Pair with the platform to surface the wrap
Banned phrasings (never with clients)
"Auvik SaaSlio"
Vendor product name
"SaaSlio platform"
Vendor product name
"SaaSlio-powered"
Reveals the vendor
"SaaSOps platform"
Category term that points to the vendor space
"SMP / SaaS management platform"
Vendor category acronym
Internal-only

The platform behind the wrap

For your knowledge only. Never name this in customer-facing context.

On the call

Discovery questions

Ask these on any SMB or nonprofit discovery call. Each one is designed to surface a specific pain that the SaaS Management line answers.

1
How do you currently track every SaaS app your organization is paying for?
Listen for: Spreadsheet. 'We don't really.' 'Finance has an idea.' Any of those = ripe.
2
When someone leaves, what's the process for reclaiming their software licenses?
Listen for: Manual checklist that someone is supposed to follow. Or no process. Either = ripe.
3
How often does an auto-renewal catch you by surprise?
Listen for: Even one 'yeah that happened recently' anecdote is the buying trigger.
4
Do you know how much your organization spends on software annually?
Listen for: Vague answers, qualifiers, or 'I'd have to check.' A precise number means they've already solved this themselves.
5
Has anyone on your team adopted a tool the rest of the team doesn't know about?
Listen for: Laughter. Eye-rolls. 'Probably?' Shadow IT confessions.
6
Walk me through how you'd answer if a funder or auditor asked 'list every system that touches your donor data.'
Listen for: Hesitation. Especially relevant for nonprofits with DDQ or data-handling obligations.
In the quote

How to position + price

Goes on TCP, CMIT, or standalone agreements as a Third Party Services line.

Sell rate
$4.50
per user / month
Available on
TCPCMITStandalone
Pairs naturally with
Managed Cyber Advisory (MCA-S)

MCA-S includes third-party vendor security review in its Flexible Advisory Time. The SaaS Management line surfaces the vendor inventory; MCA-S adds the risk lens. Together they answer 'which apps are we using AND which are safe.'

TCP / CMIT Account Change Management

Account Change Management handles the on/offboarding for Google or M365 accounts. SaaS Management extends that to every other SaaS app — so offboarding doesn't stop at email.

Quarterly Strategic Planning Meetings

The monthly SaaS report rolls up into the quarterly review with the Client Manager. Strategic-level conversations on tool consolidation, renewal timing, and budget planning all happen there.
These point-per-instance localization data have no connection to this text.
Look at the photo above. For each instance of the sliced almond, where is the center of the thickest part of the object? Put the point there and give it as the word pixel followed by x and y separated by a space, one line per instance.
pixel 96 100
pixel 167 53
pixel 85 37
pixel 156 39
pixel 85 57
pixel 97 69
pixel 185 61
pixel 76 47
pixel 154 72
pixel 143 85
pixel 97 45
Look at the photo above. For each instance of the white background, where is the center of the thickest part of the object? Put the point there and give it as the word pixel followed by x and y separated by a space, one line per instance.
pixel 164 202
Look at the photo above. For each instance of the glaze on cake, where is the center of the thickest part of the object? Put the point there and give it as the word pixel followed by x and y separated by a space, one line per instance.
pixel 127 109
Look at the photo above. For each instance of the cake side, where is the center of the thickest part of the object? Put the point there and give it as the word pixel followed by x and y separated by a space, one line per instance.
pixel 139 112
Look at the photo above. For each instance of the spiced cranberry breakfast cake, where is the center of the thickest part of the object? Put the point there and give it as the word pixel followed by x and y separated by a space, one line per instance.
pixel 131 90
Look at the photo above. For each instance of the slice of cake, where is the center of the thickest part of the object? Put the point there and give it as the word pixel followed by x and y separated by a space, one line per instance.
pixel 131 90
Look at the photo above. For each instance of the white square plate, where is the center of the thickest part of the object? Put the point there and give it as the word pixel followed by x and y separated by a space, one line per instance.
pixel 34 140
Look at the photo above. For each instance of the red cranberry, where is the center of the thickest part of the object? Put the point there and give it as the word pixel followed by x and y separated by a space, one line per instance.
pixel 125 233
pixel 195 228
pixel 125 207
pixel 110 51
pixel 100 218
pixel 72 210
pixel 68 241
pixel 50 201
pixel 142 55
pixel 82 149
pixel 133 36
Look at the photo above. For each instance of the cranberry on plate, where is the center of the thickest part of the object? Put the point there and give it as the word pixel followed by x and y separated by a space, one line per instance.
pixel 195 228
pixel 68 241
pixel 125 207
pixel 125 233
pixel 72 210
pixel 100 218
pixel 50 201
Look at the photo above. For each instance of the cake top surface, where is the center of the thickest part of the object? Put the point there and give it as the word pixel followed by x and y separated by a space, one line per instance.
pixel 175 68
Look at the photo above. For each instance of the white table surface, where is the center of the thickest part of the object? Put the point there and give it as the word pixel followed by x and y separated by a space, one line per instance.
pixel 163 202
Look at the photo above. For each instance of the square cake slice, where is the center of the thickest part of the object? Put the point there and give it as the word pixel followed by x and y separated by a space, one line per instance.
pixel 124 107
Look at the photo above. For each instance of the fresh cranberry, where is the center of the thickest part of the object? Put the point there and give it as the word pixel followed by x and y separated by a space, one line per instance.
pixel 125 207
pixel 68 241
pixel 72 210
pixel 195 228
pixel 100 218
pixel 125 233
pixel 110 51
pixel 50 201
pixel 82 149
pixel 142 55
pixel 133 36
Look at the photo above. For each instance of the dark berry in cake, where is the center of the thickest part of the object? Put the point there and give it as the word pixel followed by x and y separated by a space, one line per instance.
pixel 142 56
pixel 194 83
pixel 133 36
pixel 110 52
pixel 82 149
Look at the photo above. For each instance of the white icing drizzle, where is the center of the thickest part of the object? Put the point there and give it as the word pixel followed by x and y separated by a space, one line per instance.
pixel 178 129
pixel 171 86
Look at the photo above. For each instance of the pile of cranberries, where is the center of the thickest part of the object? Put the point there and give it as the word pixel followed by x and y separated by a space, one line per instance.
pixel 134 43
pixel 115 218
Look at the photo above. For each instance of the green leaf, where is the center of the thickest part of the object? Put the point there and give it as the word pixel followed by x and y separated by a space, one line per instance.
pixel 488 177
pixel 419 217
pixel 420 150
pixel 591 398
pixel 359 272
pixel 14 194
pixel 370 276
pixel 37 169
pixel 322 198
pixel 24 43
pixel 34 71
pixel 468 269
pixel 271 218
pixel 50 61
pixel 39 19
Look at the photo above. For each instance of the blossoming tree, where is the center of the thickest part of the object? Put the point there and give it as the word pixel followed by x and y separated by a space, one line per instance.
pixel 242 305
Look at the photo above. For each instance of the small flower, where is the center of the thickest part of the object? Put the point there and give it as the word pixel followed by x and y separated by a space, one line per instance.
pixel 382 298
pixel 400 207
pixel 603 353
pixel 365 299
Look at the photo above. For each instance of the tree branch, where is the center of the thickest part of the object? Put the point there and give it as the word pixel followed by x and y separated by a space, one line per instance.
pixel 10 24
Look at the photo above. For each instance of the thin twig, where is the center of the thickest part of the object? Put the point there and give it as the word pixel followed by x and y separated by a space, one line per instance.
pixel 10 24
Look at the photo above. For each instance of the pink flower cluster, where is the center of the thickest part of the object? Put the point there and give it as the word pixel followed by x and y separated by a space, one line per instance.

When NOT to pitch this line
  • ·Client under ~15 users — the line is real but the absolute dollars are small enough that the conversation feels disproportionate.
  • ·Client is already on a competing SaaS Management product (Vendr, Zylo, Productiv, BetterCloud, Zluri) — different conversation, often consolidation-into-CTS or stay-where-you-are.
  • ·Client is a pure-Microsoft shop with low app diversity (uses ONLY M365 + maybe one CRM) — value is real but limited; lead with TCP/MCP and add SaaS Management as Year 2 if they grow.
Quote line language (copy-paste ready)
Product description (CW SKU)
CTS SaaS Management: Per User
Customer-facing description
CTS SaaS Application Management and Reporting: Per User · Includes Monthly Report and Annual Review with Client Manager
Service term
1 Year Term — Paid Monthly
Rate
$4.50 per user / month
Say it out loud

Talk tracks at three durations

Pick the length that fits the moment. All three describe the same service by function, no tool names.

We give your team a live dashboard of every SaaS app the organization is paying for, who actually uses each one, what's about to renew, and where you can reclaim unused licenses. Your CTS Client Manager brings you a monthly view of what to cancel, consolidate, or renegotiate. $4.50 per user per month.